Photography by Alejandro Escamilla, via Unsplash.com

Photography by Alejandro Escamilla, via Unsplash.com

I learned programming in R during my time in graduate school (see below), and ever since big data has captured my big interest. I enjoy wrangling data, and try to maintain this interest with small (and large) side projects. You can find me getting my feet wet with the plyr package some time ago. I like data that means something to me, either personally or because it relates to a topic of interest. From a personal point of view, watching hurricane Sandy graze by Toronto using R was fun (and informative). More recently I looked at my savings using a bike rental program (or as the Brits call it “a cycle hire scheme”) in London. Soon I will be working on a bigger, and very interesting, project so stay tuned!

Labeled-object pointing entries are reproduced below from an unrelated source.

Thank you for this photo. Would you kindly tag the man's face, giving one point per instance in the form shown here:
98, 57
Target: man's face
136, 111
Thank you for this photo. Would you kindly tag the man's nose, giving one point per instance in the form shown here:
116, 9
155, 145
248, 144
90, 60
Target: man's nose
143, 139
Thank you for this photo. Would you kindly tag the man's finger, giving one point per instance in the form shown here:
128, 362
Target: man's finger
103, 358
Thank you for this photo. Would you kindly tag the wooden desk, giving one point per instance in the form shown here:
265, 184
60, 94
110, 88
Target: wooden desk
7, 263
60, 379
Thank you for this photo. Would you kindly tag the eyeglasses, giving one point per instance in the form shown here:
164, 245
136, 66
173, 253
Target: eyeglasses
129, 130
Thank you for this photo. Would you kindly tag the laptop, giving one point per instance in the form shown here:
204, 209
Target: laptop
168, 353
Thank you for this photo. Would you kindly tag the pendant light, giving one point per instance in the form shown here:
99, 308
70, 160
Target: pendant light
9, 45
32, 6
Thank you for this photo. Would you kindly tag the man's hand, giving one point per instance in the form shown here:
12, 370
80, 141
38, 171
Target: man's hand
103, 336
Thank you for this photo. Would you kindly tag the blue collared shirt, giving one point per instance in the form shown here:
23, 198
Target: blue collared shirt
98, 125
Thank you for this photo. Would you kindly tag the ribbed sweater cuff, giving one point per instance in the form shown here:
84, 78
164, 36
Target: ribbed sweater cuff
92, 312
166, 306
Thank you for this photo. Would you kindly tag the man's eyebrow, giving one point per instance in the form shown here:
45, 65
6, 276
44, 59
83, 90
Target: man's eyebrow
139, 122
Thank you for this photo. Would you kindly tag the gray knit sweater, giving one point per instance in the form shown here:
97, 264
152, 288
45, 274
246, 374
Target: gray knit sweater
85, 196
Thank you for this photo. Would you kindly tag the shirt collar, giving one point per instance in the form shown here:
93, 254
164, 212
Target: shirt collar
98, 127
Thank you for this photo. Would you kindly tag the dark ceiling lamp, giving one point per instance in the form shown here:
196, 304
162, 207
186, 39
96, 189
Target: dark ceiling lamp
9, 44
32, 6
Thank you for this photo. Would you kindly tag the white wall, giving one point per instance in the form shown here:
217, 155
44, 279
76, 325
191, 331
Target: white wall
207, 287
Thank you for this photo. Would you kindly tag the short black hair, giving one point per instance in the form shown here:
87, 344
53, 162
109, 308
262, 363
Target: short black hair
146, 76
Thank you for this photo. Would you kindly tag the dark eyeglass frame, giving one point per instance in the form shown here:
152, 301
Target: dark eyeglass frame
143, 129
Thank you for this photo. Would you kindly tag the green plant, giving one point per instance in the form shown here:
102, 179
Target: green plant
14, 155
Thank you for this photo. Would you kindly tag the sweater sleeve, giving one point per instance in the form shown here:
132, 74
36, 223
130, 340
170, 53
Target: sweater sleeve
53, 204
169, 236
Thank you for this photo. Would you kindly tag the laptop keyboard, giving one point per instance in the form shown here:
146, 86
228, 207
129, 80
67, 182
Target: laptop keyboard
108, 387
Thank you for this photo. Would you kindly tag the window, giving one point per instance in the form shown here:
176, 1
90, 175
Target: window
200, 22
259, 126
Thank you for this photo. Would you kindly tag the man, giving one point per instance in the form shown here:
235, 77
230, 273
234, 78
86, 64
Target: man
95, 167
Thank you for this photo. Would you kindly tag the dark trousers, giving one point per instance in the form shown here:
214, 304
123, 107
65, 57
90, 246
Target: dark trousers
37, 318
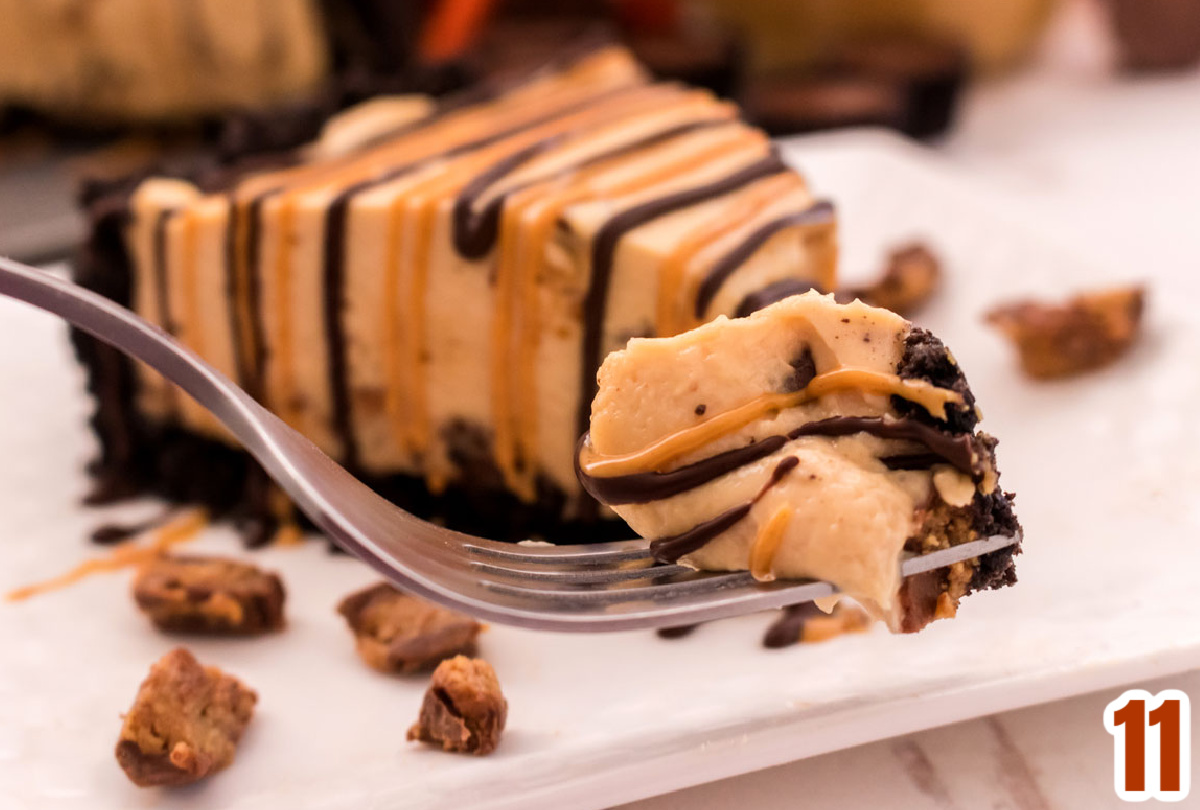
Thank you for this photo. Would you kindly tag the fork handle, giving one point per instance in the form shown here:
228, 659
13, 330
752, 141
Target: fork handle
137, 337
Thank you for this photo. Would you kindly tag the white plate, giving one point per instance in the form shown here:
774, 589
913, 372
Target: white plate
1105, 468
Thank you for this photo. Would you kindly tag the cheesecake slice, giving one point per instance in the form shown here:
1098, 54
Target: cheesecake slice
427, 292
811, 439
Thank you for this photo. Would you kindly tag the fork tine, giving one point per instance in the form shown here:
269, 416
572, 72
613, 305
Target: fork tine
601, 553
693, 583
583, 576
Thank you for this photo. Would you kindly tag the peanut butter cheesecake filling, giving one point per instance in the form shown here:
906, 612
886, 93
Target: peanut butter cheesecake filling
427, 293
808, 441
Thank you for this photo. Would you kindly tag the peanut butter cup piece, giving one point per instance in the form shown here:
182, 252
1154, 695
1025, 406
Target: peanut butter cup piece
910, 279
400, 634
465, 709
209, 595
1087, 331
185, 723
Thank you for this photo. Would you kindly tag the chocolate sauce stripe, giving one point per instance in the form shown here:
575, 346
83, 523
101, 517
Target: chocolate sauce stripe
160, 268
475, 232
821, 213
604, 250
646, 487
671, 549
775, 291
334, 261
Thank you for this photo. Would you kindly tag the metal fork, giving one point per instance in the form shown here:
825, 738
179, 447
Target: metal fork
615, 586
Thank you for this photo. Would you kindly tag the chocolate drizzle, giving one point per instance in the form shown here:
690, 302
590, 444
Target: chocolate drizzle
474, 233
334, 255
775, 291
789, 628
604, 251
334, 262
477, 231
160, 268
671, 549
255, 378
646, 487
821, 213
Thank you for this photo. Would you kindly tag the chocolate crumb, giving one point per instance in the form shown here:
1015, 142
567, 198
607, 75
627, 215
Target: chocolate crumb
185, 723
804, 369
396, 633
465, 709
1089, 331
209, 595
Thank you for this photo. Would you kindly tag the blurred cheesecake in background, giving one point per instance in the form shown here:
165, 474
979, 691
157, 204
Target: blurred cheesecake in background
427, 292
145, 61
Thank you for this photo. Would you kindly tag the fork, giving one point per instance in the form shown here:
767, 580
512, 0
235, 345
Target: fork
587, 588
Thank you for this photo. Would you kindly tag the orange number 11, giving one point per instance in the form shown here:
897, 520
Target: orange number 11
1169, 753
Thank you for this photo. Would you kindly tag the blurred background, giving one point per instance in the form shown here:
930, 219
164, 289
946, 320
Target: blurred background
107, 89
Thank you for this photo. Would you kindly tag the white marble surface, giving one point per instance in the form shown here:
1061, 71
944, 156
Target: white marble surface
1109, 167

Data Science in my Ph.D. Project

My research has been characterized by projects that are technically challenging. Each project has been interesting because nobody had really attempted it before, perhaps in part because of the aforementioned challenges. Most of the time, innovative ideas or lucky collaborations have lead to solutions that have made these projects possible.
Discovering R is part of one of these stories of nearly-impossible-projects. On one hand I was lucky to have access to a tracking software developed by James McCrae for use in our lab. The software could easily track one or multiple zebrafish in a tank. However, the output data is high resolution (30 frames per second), and my relatively short trials resulted in data files containing 14400 observations each. I generated more than 3000 trials. In simples words, that is a lot of data and processing, summarizing, and calculating the statistics would have been prohibitively time-consuming using excel. Luckily, just as I generated the data I discovered R.

One course and many months of study later I became proficient programming in R.

The result of these months of work is a library of R scripts to process and analyze high-resolution positional data for behavioral research.